Rombo di motori a Mileto. Nelle prossime ore nella cittadina normanna giungeranno centinaia di centauri provenienti dall’Italia e dall’estero. L’appuntamento è per domenica prossima 3 maggio, giornata in cui è prevista la prima edizione del “Motogiro miletese”. La manifestazione prenderà il via alle 8.30 con l’accoglienza dei partecipanti e l’iscrizione dei centauri presso il parco urbano intitolato al piccolo Nicholas Green. Nell’occasione sarà offerta agli intervenuti una ricca colazione da parte del gruppo “Giri in moto”, a cui seguiranno intrattenimenti vari con musica a cura di “Animazione eventi 2.0 DJ Rinaldo”. Subito dopo, alle 10.30, ci sarà lo spettacolo “Sexy moto wash”.

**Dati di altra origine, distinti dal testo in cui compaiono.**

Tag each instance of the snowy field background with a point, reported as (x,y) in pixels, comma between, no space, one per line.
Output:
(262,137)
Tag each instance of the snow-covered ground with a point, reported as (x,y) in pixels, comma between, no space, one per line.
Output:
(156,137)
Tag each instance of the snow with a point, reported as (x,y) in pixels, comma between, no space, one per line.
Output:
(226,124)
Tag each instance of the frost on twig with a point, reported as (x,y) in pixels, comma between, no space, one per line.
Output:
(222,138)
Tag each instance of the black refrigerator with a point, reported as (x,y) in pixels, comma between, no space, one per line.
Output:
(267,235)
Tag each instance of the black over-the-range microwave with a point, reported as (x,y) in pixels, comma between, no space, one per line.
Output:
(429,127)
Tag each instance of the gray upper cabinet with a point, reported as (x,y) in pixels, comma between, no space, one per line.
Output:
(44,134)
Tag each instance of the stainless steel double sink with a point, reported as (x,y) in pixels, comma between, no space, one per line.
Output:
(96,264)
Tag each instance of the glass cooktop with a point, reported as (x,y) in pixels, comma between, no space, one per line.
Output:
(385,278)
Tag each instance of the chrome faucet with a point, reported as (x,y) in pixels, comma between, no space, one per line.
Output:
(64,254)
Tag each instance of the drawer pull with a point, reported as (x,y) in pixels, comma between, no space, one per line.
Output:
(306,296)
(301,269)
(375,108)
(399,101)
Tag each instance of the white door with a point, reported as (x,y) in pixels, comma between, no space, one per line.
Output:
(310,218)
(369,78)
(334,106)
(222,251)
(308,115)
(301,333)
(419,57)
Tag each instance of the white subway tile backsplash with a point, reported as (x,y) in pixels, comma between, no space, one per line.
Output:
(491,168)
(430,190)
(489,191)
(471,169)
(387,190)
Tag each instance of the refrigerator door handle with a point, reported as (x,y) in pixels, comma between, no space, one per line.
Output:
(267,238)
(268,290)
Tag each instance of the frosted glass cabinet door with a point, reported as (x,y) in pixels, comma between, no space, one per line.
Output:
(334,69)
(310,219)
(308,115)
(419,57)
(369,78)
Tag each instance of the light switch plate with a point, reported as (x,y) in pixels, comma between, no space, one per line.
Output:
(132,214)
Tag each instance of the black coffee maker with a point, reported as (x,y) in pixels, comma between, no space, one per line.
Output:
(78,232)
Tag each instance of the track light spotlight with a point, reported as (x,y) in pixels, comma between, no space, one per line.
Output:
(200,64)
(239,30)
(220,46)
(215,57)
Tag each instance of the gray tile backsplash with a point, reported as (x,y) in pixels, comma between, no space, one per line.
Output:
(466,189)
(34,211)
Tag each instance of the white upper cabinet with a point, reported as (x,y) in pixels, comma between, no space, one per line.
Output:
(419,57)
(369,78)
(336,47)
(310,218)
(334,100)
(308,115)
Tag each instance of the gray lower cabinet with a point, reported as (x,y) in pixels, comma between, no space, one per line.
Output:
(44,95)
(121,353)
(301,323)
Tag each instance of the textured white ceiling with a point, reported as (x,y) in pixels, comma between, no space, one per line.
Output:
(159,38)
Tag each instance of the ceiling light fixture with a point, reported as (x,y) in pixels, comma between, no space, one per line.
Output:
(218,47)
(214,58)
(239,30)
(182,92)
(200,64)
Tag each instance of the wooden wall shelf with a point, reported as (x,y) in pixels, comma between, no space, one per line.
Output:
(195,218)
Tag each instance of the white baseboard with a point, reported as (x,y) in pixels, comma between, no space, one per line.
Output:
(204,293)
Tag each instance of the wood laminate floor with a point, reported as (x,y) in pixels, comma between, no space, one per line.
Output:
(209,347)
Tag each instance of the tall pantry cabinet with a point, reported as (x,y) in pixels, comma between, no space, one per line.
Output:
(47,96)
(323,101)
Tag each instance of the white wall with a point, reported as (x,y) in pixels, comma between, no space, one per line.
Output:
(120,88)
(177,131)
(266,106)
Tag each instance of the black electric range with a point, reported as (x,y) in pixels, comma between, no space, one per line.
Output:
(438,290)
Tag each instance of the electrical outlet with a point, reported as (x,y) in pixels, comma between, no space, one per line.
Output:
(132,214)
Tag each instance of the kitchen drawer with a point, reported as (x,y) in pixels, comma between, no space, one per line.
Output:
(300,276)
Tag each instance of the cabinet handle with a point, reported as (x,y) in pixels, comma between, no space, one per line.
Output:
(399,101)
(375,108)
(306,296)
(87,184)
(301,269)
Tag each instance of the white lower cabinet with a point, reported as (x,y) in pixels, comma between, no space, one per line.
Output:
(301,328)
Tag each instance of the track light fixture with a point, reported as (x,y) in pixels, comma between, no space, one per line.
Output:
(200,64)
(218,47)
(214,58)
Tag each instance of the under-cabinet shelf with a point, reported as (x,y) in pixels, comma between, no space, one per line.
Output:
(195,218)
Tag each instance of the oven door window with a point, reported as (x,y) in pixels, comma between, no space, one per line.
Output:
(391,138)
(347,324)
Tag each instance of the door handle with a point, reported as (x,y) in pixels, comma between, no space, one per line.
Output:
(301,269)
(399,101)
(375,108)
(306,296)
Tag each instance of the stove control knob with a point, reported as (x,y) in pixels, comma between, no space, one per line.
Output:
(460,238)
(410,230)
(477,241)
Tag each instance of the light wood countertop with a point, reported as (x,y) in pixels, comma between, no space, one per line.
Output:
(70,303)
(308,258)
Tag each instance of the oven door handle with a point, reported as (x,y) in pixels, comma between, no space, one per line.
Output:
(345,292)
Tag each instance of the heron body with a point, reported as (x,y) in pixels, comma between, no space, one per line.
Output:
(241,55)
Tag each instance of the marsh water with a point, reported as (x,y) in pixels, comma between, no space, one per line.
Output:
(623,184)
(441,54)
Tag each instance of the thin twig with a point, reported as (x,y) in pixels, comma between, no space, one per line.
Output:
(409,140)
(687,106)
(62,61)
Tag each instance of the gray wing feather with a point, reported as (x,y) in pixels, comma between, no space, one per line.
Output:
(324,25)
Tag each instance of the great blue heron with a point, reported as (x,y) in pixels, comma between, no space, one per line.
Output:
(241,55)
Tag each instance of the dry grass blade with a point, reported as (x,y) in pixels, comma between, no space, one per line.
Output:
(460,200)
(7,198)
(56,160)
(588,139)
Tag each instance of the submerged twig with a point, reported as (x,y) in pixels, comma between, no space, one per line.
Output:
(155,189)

Il raduno, tuttavia, entrerà nel vivo alle 11.30 con il tour panoramico-culturale di circa 30 chilometri che, dopo una prima tappa nella Villa della Gioia della Fondazione “Cuore Immacolato di Maria Rifugio delle Anime” di Paravati - luogo dove ai partecipanti sarà impartita la benedizione dei caschi - proseguirà attraversando le comunità di Comparni, San Giovanni e Francica. In quest’ultimo paese, nella centrale piazza Sant’Antonio, ai centauri sarà offerto dalla locale Pro Loco, in collaborazione con l’Oleificio Nazzareno Mondella, un aperitivo conviviale. Consumato il tutto si procederà in direzione San Costantino Calabro, per poi concludere la propria corsa di nuovo nella cittadina normanna, all’interno dello stesso parco urbano “Nicholas Green”.

Nell’area verde attrezzata i convenuti avranno la possibilità di pranzare presso un apposito street food. La prima edizione del “Motogiro miletese” proseguirà alle 15 con la fase delle premiazioni e la consegna dei gadget, alle 16.30 con la proposizione di balli, da parte delle allieve della Palestra Mangone diretta dalla maestra Morena Fortuna, alle 17 con uno spettacolo di Sexy strip, alle 17.30 con lo spaccato di musica popolare calabrese, ad opera del musicista e cantautore Antonio Cocciolo. L’epilogo della manifestazione motoristica è previsto alle 18 con il classico taglio della torta e i successivi ringraziamenti finali.